In what is now becoming a familiar sight on TV screens in homes across the UK, Theresa May walked out of the door of Downing Street late on Wednesday evening to address the nation.
Feverish speculation that she might call an early general election, having failed to win support for her Brexit plan, had been tempered earlier by the presence of the British government crest on the lectern – a sign that she would not be making a party political statement but speaking as Prime Minister on government business.
The short statement was intended to provide reassurance to a country that seems exhausted by Brexit and shaken by uncertainty.
She called on lawmakers to “put self-interest aside” and “work constructively together” to secure a Brexit deal. Hours earlier, May had survived a confidence vote by lawmakers in the Commons.
Although the margin of victory in that vote was relatively narrow at just 19 votes, the result itself was no surprise, given that even the most rebellious Conservative lawmakers had said they could back the Prime Minister rather than allow opposition Labour leader Jeremy Corbyn to take over.
But the vote did change the dynamic on this marathon Brexit process, by forcing May to finally open cross-party talks on finding a deal for leaving the EU that could gain the support of the whole House.
It is extraordinary that, after two and a half years as prime minister, this was the first time she had invited leaders of other parties to take part in discussions about getting Britain out of its Brexit paralysis. Not even losing her majority at the 2017 election was enough to persuade her to try consensus-building, something that her critics regard as a major flaw.

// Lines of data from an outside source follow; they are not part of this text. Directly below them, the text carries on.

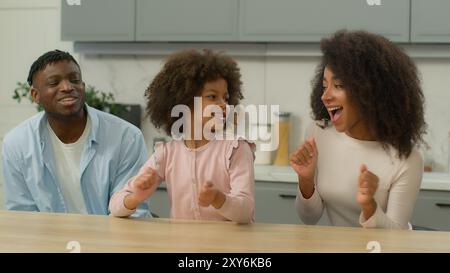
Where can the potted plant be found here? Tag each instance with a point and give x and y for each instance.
(94, 98)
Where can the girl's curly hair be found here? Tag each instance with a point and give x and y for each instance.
(382, 83)
(183, 77)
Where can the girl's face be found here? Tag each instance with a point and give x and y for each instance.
(343, 113)
(214, 103)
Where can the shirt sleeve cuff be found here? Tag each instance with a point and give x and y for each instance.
(120, 210)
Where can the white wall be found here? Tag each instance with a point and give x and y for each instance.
(28, 28)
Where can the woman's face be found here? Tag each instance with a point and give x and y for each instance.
(343, 114)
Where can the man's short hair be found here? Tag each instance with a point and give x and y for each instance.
(48, 58)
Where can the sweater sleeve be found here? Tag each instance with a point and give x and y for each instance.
(239, 205)
(156, 162)
(402, 197)
(309, 210)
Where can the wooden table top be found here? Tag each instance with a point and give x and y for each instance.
(51, 232)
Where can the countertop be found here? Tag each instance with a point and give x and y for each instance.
(271, 173)
(52, 232)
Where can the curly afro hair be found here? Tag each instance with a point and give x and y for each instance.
(382, 83)
(183, 77)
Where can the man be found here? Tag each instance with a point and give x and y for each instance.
(70, 157)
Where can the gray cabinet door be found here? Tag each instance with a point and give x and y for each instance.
(98, 20)
(275, 203)
(430, 21)
(432, 210)
(187, 20)
(311, 20)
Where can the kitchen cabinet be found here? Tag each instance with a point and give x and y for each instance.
(275, 203)
(430, 22)
(2, 199)
(311, 20)
(193, 20)
(432, 210)
(98, 20)
(159, 202)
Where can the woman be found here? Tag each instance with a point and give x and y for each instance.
(360, 162)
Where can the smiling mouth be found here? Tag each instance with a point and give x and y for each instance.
(335, 112)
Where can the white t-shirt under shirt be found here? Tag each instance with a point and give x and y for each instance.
(338, 168)
(68, 161)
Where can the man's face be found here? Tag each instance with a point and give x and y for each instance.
(59, 89)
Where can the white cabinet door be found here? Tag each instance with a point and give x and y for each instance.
(192, 20)
(432, 210)
(311, 20)
(430, 21)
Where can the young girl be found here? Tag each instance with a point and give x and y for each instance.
(207, 179)
(362, 165)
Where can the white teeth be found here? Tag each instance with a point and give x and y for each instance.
(334, 108)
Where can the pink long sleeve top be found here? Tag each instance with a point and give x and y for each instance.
(228, 164)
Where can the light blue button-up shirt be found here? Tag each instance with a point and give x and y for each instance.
(114, 152)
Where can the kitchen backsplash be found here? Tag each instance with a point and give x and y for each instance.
(270, 80)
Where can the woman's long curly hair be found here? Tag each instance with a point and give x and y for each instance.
(183, 77)
(381, 81)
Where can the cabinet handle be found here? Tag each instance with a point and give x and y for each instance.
(287, 196)
(443, 205)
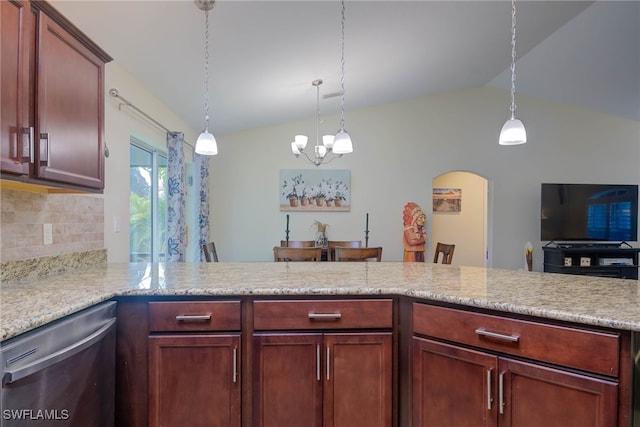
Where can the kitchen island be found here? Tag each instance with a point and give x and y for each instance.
(613, 303)
(552, 303)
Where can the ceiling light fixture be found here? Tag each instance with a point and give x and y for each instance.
(320, 151)
(342, 143)
(513, 131)
(206, 143)
(337, 145)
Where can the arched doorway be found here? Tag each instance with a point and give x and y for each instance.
(468, 227)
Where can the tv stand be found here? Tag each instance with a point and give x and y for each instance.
(592, 259)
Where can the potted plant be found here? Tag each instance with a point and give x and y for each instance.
(291, 189)
(322, 239)
(341, 190)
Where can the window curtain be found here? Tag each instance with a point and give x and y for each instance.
(201, 185)
(176, 198)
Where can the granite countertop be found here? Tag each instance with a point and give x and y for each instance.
(28, 303)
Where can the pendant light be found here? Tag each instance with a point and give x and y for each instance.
(513, 131)
(206, 142)
(342, 142)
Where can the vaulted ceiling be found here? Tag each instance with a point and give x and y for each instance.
(264, 54)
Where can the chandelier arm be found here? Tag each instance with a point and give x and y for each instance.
(330, 159)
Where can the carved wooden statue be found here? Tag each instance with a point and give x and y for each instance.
(414, 235)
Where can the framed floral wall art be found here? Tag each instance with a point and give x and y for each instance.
(447, 199)
(327, 190)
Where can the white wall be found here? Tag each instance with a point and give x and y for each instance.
(399, 148)
(466, 229)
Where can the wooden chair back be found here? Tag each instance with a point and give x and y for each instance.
(210, 254)
(332, 244)
(358, 254)
(281, 254)
(298, 243)
(446, 251)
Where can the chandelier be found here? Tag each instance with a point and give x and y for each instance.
(513, 131)
(336, 145)
(322, 153)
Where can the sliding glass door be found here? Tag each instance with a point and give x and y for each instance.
(148, 204)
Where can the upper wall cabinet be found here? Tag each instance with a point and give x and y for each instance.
(52, 120)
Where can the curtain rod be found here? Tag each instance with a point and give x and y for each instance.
(114, 92)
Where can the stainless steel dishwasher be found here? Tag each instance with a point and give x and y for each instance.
(62, 374)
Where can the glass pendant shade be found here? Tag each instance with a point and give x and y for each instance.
(513, 133)
(206, 144)
(342, 143)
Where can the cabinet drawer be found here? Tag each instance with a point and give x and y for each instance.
(194, 316)
(322, 314)
(575, 348)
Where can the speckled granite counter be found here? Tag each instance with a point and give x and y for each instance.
(615, 303)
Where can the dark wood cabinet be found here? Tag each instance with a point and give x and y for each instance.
(330, 380)
(323, 377)
(461, 387)
(194, 380)
(453, 384)
(194, 364)
(17, 47)
(288, 383)
(533, 395)
(52, 122)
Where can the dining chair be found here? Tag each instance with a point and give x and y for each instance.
(358, 254)
(210, 254)
(281, 254)
(446, 251)
(332, 244)
(298, 243)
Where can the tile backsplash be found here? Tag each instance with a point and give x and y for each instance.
(77, 222)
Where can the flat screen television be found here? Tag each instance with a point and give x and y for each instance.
(589, 212)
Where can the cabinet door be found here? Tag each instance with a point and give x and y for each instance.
(288, 380)
(194, 380)
(70, 108)
(16, 45)
(536, 396)
(452, 386)
(358, 380)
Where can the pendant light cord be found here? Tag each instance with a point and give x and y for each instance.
(342, 77)
(513, 59)
(317, 84)
(206, 68)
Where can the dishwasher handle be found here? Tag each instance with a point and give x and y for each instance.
(11, 376)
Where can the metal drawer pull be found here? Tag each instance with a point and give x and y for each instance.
(485, 333)
(44, 142)
(318, 362)
(489, 388)
(324, 316)
(501, 393)
(235, 365)
(193, 317)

May cannot command a majority in the Commons without Northern Ireland’s Democratic Unionist Party (DUP), but, ever since she pushed ahead with a widely unpopular and problematic Brexit deal agreed with Brussels in November, she also cannot count on the automatic support of her own lawmakers who, outside of confidence votes in their own government, are still in rebellious mood.

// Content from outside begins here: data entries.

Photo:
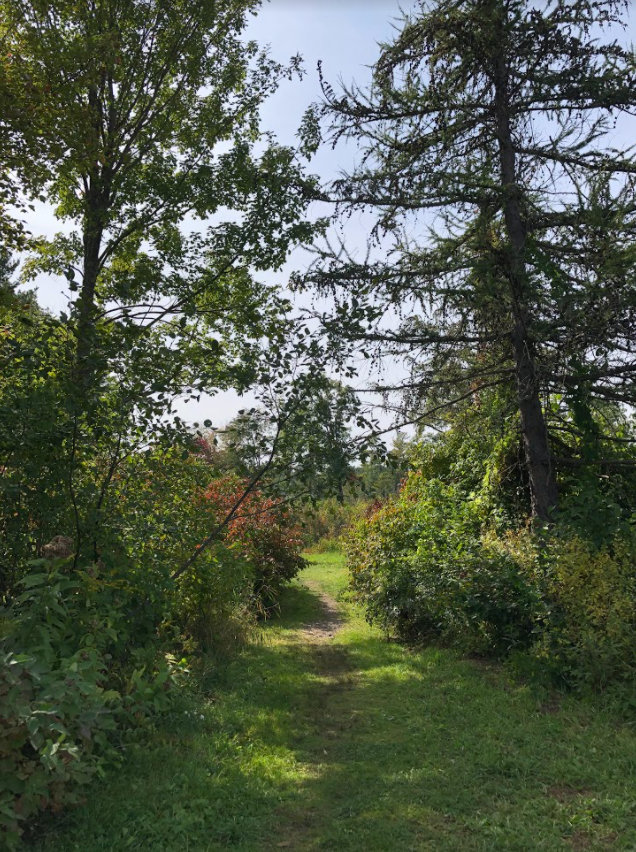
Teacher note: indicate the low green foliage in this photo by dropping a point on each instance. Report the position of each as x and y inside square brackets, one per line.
[431, 565]
[66, 695]
[357, 743]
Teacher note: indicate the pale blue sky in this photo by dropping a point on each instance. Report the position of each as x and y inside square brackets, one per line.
[344, 35]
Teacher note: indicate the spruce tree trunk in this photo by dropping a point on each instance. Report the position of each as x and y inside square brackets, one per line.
[533, 426]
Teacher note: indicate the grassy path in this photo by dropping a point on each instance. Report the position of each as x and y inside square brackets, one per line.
[322, 736]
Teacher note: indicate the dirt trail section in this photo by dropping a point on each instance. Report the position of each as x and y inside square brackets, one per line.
[321, 736]
[330, 622]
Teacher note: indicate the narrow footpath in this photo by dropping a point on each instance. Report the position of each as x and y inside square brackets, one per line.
[321, 735]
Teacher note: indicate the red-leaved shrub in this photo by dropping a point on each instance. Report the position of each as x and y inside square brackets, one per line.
[264, 532]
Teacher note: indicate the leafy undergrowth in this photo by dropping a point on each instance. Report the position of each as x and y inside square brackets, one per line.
[355, 743]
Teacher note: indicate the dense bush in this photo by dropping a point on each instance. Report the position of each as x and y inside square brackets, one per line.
[430, 565]
[88, 652]
[69, 691]
[423, 570]
[263, 532]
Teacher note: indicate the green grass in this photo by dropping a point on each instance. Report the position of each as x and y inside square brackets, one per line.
[355, 743]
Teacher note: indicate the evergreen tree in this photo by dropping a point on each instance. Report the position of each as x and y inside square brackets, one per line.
[504, 212]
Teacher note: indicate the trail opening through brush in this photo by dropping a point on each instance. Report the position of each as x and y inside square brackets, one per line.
[321, 735]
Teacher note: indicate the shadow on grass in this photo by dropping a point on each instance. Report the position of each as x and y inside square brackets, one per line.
[374, 748]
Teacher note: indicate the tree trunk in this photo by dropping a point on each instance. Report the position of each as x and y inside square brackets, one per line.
[533, 426]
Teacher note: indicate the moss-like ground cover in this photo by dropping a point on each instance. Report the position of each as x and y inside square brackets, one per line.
[348, 742]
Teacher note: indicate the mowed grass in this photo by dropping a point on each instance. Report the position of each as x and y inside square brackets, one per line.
[355, 743]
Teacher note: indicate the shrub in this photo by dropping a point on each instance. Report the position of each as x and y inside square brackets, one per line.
[424, 571]
[428, 567]
[263, 533]
[214, 601]
[591, 636]
[67, 690]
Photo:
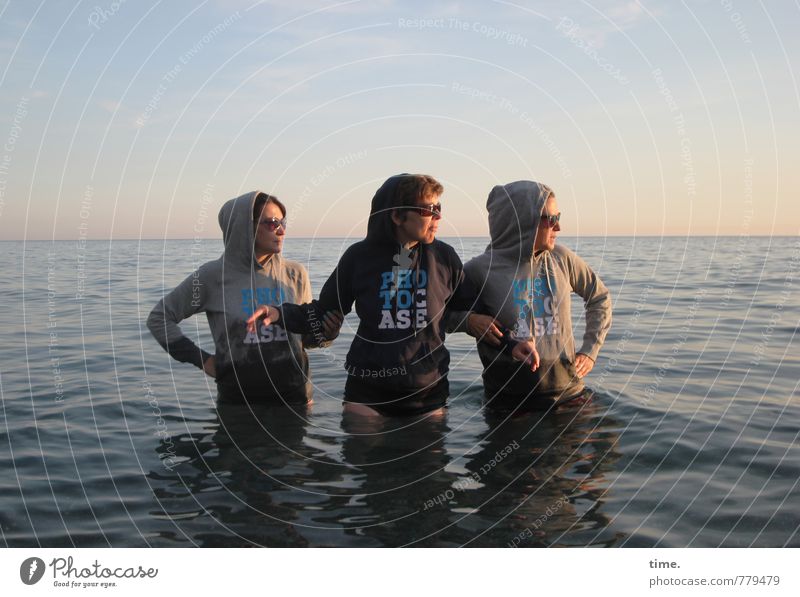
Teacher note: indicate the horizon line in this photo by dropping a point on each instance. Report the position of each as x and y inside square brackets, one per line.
[194, 239]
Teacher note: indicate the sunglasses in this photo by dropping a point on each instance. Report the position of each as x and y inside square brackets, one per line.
[273, 223]
[427, 211]
[550, 221]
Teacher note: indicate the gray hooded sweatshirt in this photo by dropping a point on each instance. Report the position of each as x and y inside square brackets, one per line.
[530, 296]
[268, 366]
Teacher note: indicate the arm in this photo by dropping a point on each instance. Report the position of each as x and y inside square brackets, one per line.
[458, 319]
[331, 323]
[310, 317]
[183, 302]
[597, 304]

If she is ever to win support for any negotiated deal, she needs the backing of a significant amount of opposition lawmakers, led by Corbyn. Otherwise, Britain is leaving the EU on March 29th without a deal.
While May’s Downing Street statement was intended to be about reassuring the population that someone was in charge at a time of political crisis, there was a partisan edge to her words. After listing party leaders whom she had spoken to, she highlighted the Labour leader’s refusal to take part in the new dialogue.
This, after Corbyn had earlier in the day complained that May had not reached out to build a cross-party consensus, seemed like odd wrecking ball behavior from the Labour leader. But Corbyn’s plan is to try to force the Prime Minister to rule out allowing a no deal Brexit, which experts and businesses have warned would cause grave damage to the UK economy, before committing to talks.
What will follow over the next 48 hours is a standoff between May and Corbyn. It will not reassure people watching at home, with just over 70 days to go until Brexit. Nor will it reassure British businesses, who have been warning the government for months that not enough preparation has taken place for a no deal Brexit. Firms have also complained that they are having to spend money on contingency planning for a no deal, with no certainty that they can recoup the costs from the government.
The Daily Telegraph newspaper last night published a leaked transcript of a phone call from the UK Finance Minister, Philip Hammond, to business leaders in which he pledged what he called the “threat” of no deal Brexit would be taken off the table over the coming days, and also raised the prospect of rescinding Article 50, the statutory process which sets the March 29th deadline for Britain to leave the EU.
And if the Prime Minister really wanted to reassure the nation, beyond a statement from her government lectern for presentation purposes, then she should go ahead and take a no deal Brexit off the table. She has been reluctant to do so up until now because pro-Brexit Conservative MPs want to see this hardest of Brexits remain a viable option. But it would be a quick way to end the deadlock.
If May can amass an informal coalition of all parties, including Labour, she no longer needs to worry about the demands of Brexiteer Tories.
It also seems increasingly possible she will have to ask Brussels for an extension of the Article 50 deadline beyond March – perhaps for another nine months – to give more time for a negotiated deal. After a turbulent few days, the dust is beginning to settle in Westminster, but voters will remain far from reassured by the ongoing uncertainty.